After acclimatizing in Gyirong Town, it is a drive up through Gyirong County to the G219 National Road. It takes you to Darchen without turning it off. From Gyirong, the road heads northwest to Saga County, a short but scenic drive, where you will sop for another night, before continuing along the road to Darchen the following morning. The trip is long, taking 8-9 hours to get to the sacred mountain. But you could witness some of the most stunning grasslands on the plateau. That filled with a plethora of plateau wildlife and a multitude of lakes and mountains.

For any visit to Mount Kailash, all of the permits for travel to Tibet are required, including the Tibet Travel Permit, the Alien’s Travel Permit, the Frontier Pass, and the Restricted Areas Permit. These are needed for entry to Tibet from Kathmandu, even if you are not traveling overland before leaving Nepal.

Travel from Lhasa to Mount Kailash

The route from Lhasa to Mount Kailash is one of the most exciting and spectacular roads in Tibet. It traverses almost the entire Tibetan plateau from east to west as the most popular of all the routes to Kailash.
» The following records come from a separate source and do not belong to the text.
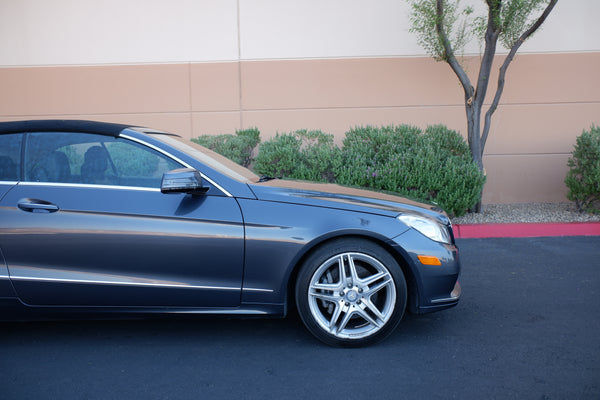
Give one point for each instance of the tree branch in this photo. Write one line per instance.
(504, 68)
(449, 56)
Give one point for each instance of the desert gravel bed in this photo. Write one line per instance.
(526, 212)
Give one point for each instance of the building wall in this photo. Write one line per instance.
(213, 66)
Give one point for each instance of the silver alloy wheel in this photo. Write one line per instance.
(352, 295)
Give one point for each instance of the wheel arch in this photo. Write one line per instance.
(400, 257)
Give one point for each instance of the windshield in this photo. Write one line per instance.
(209, 158)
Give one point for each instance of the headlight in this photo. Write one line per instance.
(428, 227)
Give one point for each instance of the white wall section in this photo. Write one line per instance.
(86, 32)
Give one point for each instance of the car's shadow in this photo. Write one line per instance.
(198, 329)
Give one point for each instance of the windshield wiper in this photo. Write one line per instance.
(266, 178)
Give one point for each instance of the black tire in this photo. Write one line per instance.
(345, 308)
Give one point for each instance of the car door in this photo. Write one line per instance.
(10, 167)
(88, 226)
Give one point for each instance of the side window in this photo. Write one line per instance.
(10, 157)
(93, 159)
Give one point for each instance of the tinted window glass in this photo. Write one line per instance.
(10, 157)
(93, 159)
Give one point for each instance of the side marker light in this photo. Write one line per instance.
(430, 260)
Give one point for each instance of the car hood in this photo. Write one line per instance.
(343, 197)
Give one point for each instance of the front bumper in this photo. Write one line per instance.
(431, 287)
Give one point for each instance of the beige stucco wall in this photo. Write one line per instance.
(214, 66)
(547, 102)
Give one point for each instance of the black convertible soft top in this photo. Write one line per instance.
(63, 125)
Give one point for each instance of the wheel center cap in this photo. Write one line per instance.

Around 90 percent of all tourists and pilgrims take the road from Lhasa, following the G318 Friendship Highway for part of the route.

Traveling through Gyantse, Shigatse, and Saga, many tours to Kailash also stop at Mount Everest to take in the view of the world’s highest mountain along the way. After visiting Everest, the route then takes the same path as from Kathmandu. By following the G219 through Saga to Darchen. As with the other routes to Kailash, the same documents and permits are required and must be obtained before traveling outside Lhasa.

On the pilgrim's kora trail around Mount Kailash
On the pilgrim’s kora trail around Mount Kailash

Starting at Lhasa is an excellent way to acclimatize to the higher altitudes of the Kailash area of Ngari. Especially if you are taking the trek around the sacred mountain’s kora route, once you arrive in Lhasa, you will generally spend a couple of days acclimatizing to the higher altitude of the Tibetan capital. To help reduce the risk of altitude sickness as you travel higher. This acclimatization period also gives you the chance to travel around the city and view stunning sights, such as the Potala Palace and Jokhang Temple.

It is possible to take a flight from Lhasa to Gunsa Airport in Ngari, which takes just two hours of flight time. The flights, however, are not cheap and start at around US$ 380 for an economy ticket going one way. However, it does cut the travel time down dramatically and is suitable for those that want to trek the kora route but are short on time.